At Square Trade, the hybrid is emerging. Its service allows unhappy customers of a commerce site or Web marketplace to initiate a complaint. The Web-based service standardizes complaints through "radio buttons" that let a buyer click to articulate a problem for a seller--rather than writing a long e-mail and then sending it blindly to a random address, said Steve Abernethy, Square Trade's CEO.

The radio buttons cover common topics such as "item was damaged" or "I got the wrong item." The service also allows a buyer to designate a desired outcome--be it a full refund, partial refund or a replacement item. From there, Square Trade sends an e-mail to the seller's specific customer service rep, who is invited to visit a password-protected Web site to view the buyer's complaint. The site allows the seller to enter its own comments, to resolve the case or to request that a live mediator be brought in to mediate the case by communicating with both parties via the Web site and proposing solutions.

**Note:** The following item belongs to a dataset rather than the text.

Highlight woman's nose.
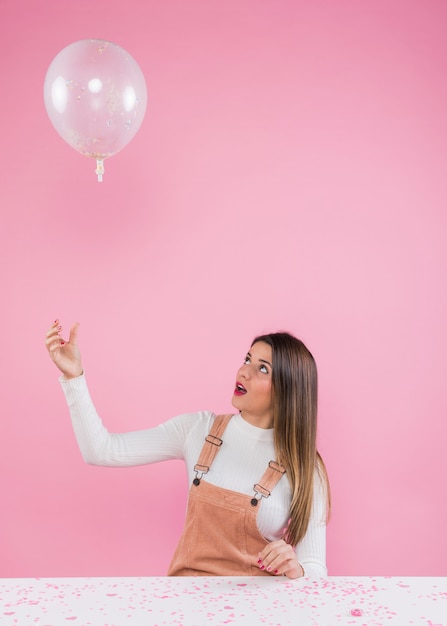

A party who requests mediation through eBay could pay $15 to resolve a dispute on Square Trade, Abernethy said. Outside of eBay, each party would pay about $20 to call in a mediator. For mediation services, Square Trade also might charge a fee of 0.50 percent when a dispute is resolved.

These new services give e-businesses a chance to improve their standing with consumers. An online mediator's seal on an e-commerce site, therefore, might help garner a customer's confidence, Abernethy said.

CRM Issue

HelloBrain.com CEO Bharat Sastri said, "This is a customer relationship management issue." His company serves as a marketplace to connect engineers, programmers and designers with companies looking to buy their talents. "We have to be prepared when there is an exception condition," he said.

And in e-commerce, it might make sense to use the Web, rather than paper-based processes and face-to-face meetings, to mediate a dispute, said Maneesha Mithal, an attorney with the international arm of the Bureau of Consumer Protection at the Federal Trade Commission, whose officials are still trying to determine their role in online dispute resolution.

"When you're talking about e-commerce, you're talking about consumers in one country doing business with businesses in other countries," she said.